The authors, from Queen Mary University of London, Imperial College London and the London School of Hygiene and Tropical Medicine, suggest a large-scale programme could train a workforce to help the estimated 1.5 million elderly and vulnerable people in the UK who may be in isolation for 12 weeks.

They propose an online-based learning programme could be used to train people at lower risk, such as healthy, symptomless adults between the ages of 18-30.      

Professor Anita Berlin, Professor of Primary Care Education at Queen Mary University of London, said “The government’s plans for mass testing and the launch of NHS Volunteers are steps in the right direction, however this health crisis requires a fully-funded and rapidly co-ordinated recruitment drive.”  

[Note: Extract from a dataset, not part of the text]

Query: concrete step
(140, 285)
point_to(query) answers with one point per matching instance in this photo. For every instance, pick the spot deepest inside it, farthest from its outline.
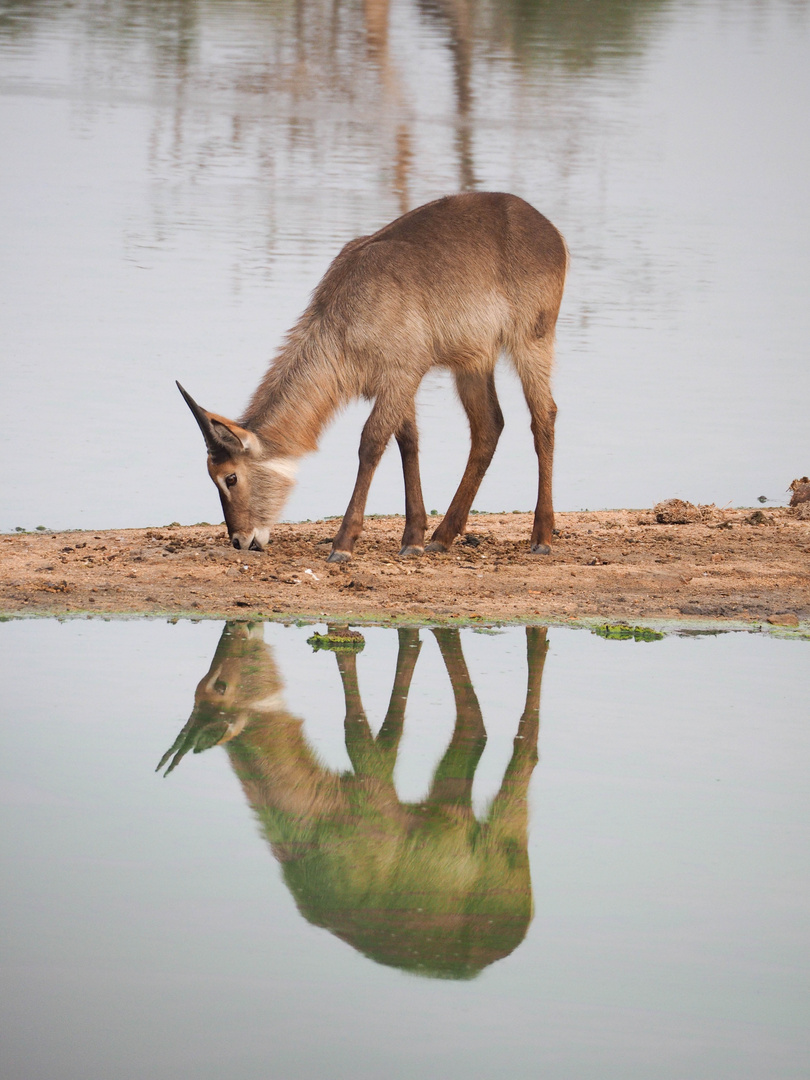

Coordinated response to solve healthcare issues

These rapidly trained community health workers (CHWs) could help the most vulnerable people in their homes, carrying out basic assessments and potentially provide support for widespread testing and community follow-up for COVID-19, as well as a long-term model of care in the UK.

Dr Matthew Harris, from the School of Public Health at Imperial College London, said: “This crisis requires a coordinated, systematic, national response where CHWs that are trained to deal with testing, surveillance and active case finding can also support people in their homes with health and social care issues.”

Professor Berlin, added: “There will be many people from certain industries now seeking work and thousands of health professional students keen to use their know-how. By supporting those who are available into this much-needed service there is an opportunity to solve several problems simultaneously – with some longer term benefits for community care and professional training.”